# Help



## Cynthiaann123 (Jul 24, 2010)

Well I crotchet for a hobby, i finished husband full bread spread a month ago and starting on another for my daughter, well i got opportunity to make two more bed spread sized crotcheted blankets and lady will pay me to do it...
how do u charge a person for each spread never did this before...

any ideas...be blessed Cynthia...


----------



## HoosierArkyTex (Oct 23, 2008)

I wouldn't have a clue, but you might post this on the Fiber Arts board. I bet the folks there would be able to help you.


----------



## Wisconsin Ann (Feb 27, 2007)

Pricing crochet work, specially something that large, is really tricky. Did she give you ANY idea of how much she was willing to pay you? 
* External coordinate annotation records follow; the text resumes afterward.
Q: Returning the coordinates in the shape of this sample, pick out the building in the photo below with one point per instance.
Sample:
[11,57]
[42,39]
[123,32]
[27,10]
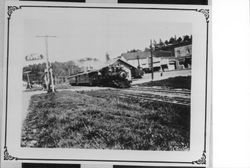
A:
[174,56]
You could figure out how long it takes you to do the spread, and then pay yourself XX dollars per hour, plus the cost of the yarn/thread. However, don't price yourself out of the ballpark. I know with my weaving, if I charged $20 and hour for, say, dishcloths, I'd never sell any around this area. (In NY...maybe...but not here in the midwest)


----------



## dawnpacz (May 1, 2005)

I made 12 afghans one year for Christmas. I crocheted many many hours, on vacation, while watching television, etc... I had them all on the couch getting ready to ship them out to various family members, and I thought I don't believe I could ever figure out how to charge for them, and could never charge for them by the hour. It took hundreds of hours! So in my opinion charge what you want or what someone is willing to pay for them. Hope this helps.


----------



## Sparrow (Sep 23, 2003)

Figure out how much materials are and double it but I, personally, wouldn't take less than $50. You name your price up front and she can take it or leave it, it she leaves it, it will just save you the work. If she doesn't like the price tell her you'll teach her how to make one herself...for a price of course.  I used to crochet Victorian dolls which takes much less time than an afghan and I got $35 for them.


----------